I have a file in CSV format which contains a table with column "id", "timestamp", "action", "value" and "location". I want to apply a function to each row of the table and I've already written the code in R as follows:
user <- read.csv(file_path,sep = ";")
num <- nrow(user)
curLocation <- "1"
for(i in 1:num) {
row <- user[i,]
if(user$action != "power")
curLocation <- row$value
user[i,"location"] <- curLocation
}
The R script works fine and now I want to apply it SparkR. However, I couldn't access the ith row directly in SparkR and I couldn't find any function to manipulate every row in SparkR documentation.
Which method should I use in order to achieve the same effect as in the R script?
In addition, as advised by @chateaur, I tried to code using dapply function as follows:
curLocation <- "1"
schema <- structType(structField("Sequence","integer"), structField("ID","integer"), structField("Timestamp","timestamp"), structField("Action","string"), structField("Value","string"), structField("Location","string"))
setLocation <- function(row, curLoc) {
if(row$Action != "power|battery|level"){
curLoc <- row$Value
}
row$Location <- curLoc
}
bw <- dapply(user, function(row) { setLocation(row, curLocation)}, schema)
head(bw)
Then I got an error:
I looked up the warning message the condition has length > 1 and only the first element will be used and I found something https://stackoverflow.com/a/29969702/4942713. It made me wonder whether the row parameter in the dapply function represent an entire partition of my data frame instead of one single row? Maybe dapply function is not a desirable solution?

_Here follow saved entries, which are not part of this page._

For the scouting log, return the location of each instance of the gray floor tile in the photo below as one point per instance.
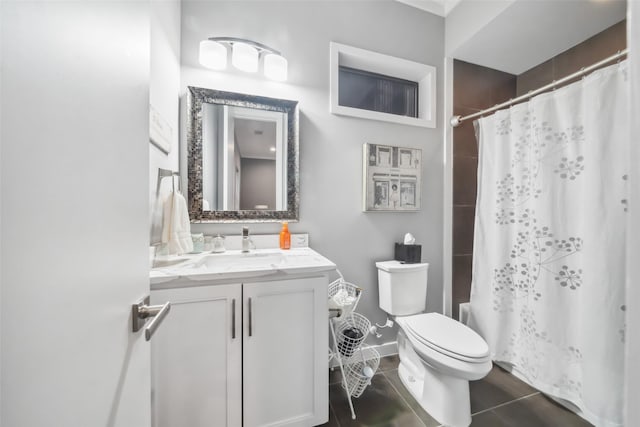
(333, 421)
(394, 379)
(388, 363)
(334, 375)
(495, 389)
(487, 419)
(380, 405)
(538, 411)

Later, I tried to modify the function as advised by @chateaur. Instead of using dapply, I used dapplyCollect which saves me the effort of specifying the schema. It works!
changeLocation <- function(partitionnedDf) {
nrows <- nrow(partitionnedDf)
curLocation <- "1"
for(i in 1:nrows){
row <- partitionnedDf[i,]
if(row$action != "power") {
curLocation <- row$value
}
partitionnedDf[i,"location"] <- curLocation
}
partitionnedDf
}
bw <- dapplyCollect(user, changeLocation)